Reference: 7 Python terms you want to read aloud http://doloopwhile.hatenablog.com/entry/20120120/1327062714
Fascinated by these beautifully named packages, ** How beautifully named packages exist ** ** I decided to seriously investigate. ** **
The reference information is a little old as 2012, and If you search again now, you will surely find ** even more beautiful names **! !!
Python package management system = ** pip ** for all target packages It is registered in ** PyPI **. https://pypi.org/
The total number is "** 219,370 *"! ( As of February 2020) It is not an amount that can be confirmed manually.
I want to exclude dormant packages that aren't used at all ** Packages that have been installed more than once in the last year ** I would like to target. For example, the reference site lists, ** Pychinko ** Does not seem to exist in the world anymore and is excluded ** Pyzuri ** Unfortunately, there seems to be no download at all, so it is excluded.
All these package names and their download information are It can be obtained by using ** pypinfo ** and ** BigQuery ** (details will be described later).
Because the package name is alphanumeric ** Forcibly read katakana ** Performs Japanese conversion processing. (Because the package name is not a simple English word This is a fairly difficult process)
Finally, using the ** "Beautiful Word List" ** that I made in advance Search for the package name in Japanese.
With such a steady effort ~~ Omoshiroi ~~ A package with a beautiful name ** I was able to find a lot! ** **
Before the code, I will introduce the result earlier. I found many things, but I chose 18 of them. If the reference article is the Heisei edition, 18 selections of Reiwa version, abbreviated as "** R18 **".

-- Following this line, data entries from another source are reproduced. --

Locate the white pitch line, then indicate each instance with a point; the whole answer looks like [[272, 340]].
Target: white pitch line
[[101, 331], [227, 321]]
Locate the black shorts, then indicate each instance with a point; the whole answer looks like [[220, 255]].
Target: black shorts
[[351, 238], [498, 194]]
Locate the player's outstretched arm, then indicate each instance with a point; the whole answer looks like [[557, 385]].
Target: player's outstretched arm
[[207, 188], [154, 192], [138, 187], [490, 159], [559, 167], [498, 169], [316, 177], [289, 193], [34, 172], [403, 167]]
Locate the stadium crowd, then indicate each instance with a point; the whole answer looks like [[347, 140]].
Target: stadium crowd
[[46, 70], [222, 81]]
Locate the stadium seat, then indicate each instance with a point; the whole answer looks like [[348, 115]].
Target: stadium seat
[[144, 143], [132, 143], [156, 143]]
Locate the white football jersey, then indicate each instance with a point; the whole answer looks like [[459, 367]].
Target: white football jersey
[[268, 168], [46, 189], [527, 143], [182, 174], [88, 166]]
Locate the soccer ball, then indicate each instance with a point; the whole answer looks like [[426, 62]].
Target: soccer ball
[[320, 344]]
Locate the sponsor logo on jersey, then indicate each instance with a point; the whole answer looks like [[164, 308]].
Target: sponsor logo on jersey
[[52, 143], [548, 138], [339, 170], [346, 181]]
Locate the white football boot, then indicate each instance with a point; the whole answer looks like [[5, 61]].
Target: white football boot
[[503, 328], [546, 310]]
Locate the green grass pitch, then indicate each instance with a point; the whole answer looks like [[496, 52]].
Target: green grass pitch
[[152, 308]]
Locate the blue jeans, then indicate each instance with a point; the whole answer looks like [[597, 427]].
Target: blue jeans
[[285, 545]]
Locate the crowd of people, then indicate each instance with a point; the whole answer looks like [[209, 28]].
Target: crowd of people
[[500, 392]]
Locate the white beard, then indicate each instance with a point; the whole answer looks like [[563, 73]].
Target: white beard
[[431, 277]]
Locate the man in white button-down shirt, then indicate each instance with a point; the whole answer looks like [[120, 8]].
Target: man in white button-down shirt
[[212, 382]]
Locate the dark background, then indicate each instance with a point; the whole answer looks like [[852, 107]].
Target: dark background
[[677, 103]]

Please enjoy the beautiful naming sense of ** Paison ** with example sentences.
31,001 DL in the last year A tool to determine if a name is female or male.
Let's tell a new programmer loudly in April. ** Example: If you don't understand, ask [sex machine]! ** **
163 DL in the last year Mantissa form and utility widget library.
Let's scream at work in April. ** Example: I used to play with [methanal] all the time on holidays **
64,492 DL in the last year A tool to fix console command errors. https://github.com/nvbn/thefuck
When an error occurs, just say "Fat !!" It seems that it is popular because it automatically responds to those who make a surprise voice.
Let's read it in April. ** Example: [the fuck] [the fuck] [the fuck]! !! ** **
427 DL in the last year A Python package that easily sends data to Microsoft Azure SQL DB. https://github.com/dacker-team/pyzure
Although the original pyzuri has disappeared, he has discovered a new talent.
Let's talk to everyone in April. ** Example: I'm glad I tried [pyzure] last night **
78 DL in the last year It is a cli tool for ** inserting ** data into remote AskOmics.
Let's kindly remind you in April. ** Example: When inserting, first [askocli] **
71 DL in the last year Windows / Linux, which allows you to send and receive complete messages Python 2 and 3 compatible socket wrapper.
Let's confide secretly in April ** Example: I'm actually using [stockings] **
34 DL in the last year Details are unknown. It can be awkward because there is no documentation.
Let's talk in April ** Example: I'm addicted to [osex] and I'm in trouble **
488 DL, 109 DL in the last year
Since there are a large number of Paipai systems, the total amount cannot be listed. I'm sure there are many easy-to-use packages.
Let's praise it in April ** Example: [mypypi] is the best! ** **
570 DL, 1,114 DL in the last year
Let's declare in a loud voice in April ** Example: I'm always [pypandas] **
535 DL, 40 DL in the last year
Let's introduce it to a colleague in April ** Example: I'll show you my [fancy pants]! ** **
512 DL in the last year A general purpose automation framework for acceptance testing and robotic process automation (RPA) = It seems that "robot framework" is shaped like a blue raccoon dog?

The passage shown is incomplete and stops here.